Cor pulmonale
- RV dysfunction secondary to pulmonary disease (Group 3 PH) or chronic pulmonary vascular disease.
- Chronic: RV hypertrophy (wall > 5 mm), dilation, TR, elevated PASP, low TAPSE.
- Acute (massive PE): thin-walled RV, TR jet velocity capped ~3.5 m/s, McConnell's sign.
Acute pulmonary embolism - echo signs
- RV dilation (RV/LV basal diameter ratio > 1).
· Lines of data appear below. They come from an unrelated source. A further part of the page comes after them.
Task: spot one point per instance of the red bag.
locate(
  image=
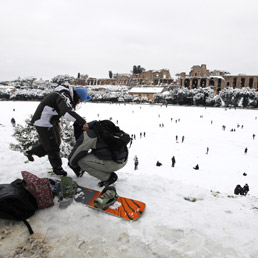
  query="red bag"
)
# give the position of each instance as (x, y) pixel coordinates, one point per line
(39, 188)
- McConnell's sign - RV free-wall akinesis with apical sparing.
- Septal flattening in systole (D-shaped LV).
- Reduced TAPSE (< 17 mm).
- Elevated TR jet velocity (but PASP typically capped at ~ 50–60 mmHg - unprepared thin-walled RV).
- Thrombus in transit across RA/RV or in PA.
- 60/60 sign - pulmonary AT < 60 ms + TR gradient < 60 mmHg suggests acute PE.
Chronic thromboembolic PH (CTEPH)
- Sequela of unresolved PE.
- Echo: RVH (wall > 5 mm), dilated RV, elevated PASP, right-heart strain.
- Diagnosis confirmed with V/Q scan (mismatched perfusion defects), CT, or pulmonary angiography.
- Definitive treatment: pulmonary thromboendarterectomy (PTE).
COPD-related PH
- Group 3 PH.
- Difficult to differentiate from CP-associated respiratory variation (mitral E ≥ 25% variation possible in both).
- COPD: NON-restrictive mitral inflow + marked inspiratory increase in SVC forward flow.
- CP: restrictive inflow + minimal SVC variation.
Pulmonary AV malformation
- Right-to-left shunt at the pulmonary capillary level.
- Bubble study: bubbles appear in LA after > 3 beats (4–8 cycles).
- Associated with HHT (Osler-Weber-Rendu).
- Cause of hypoxemia and paradoxical embolism/stroke.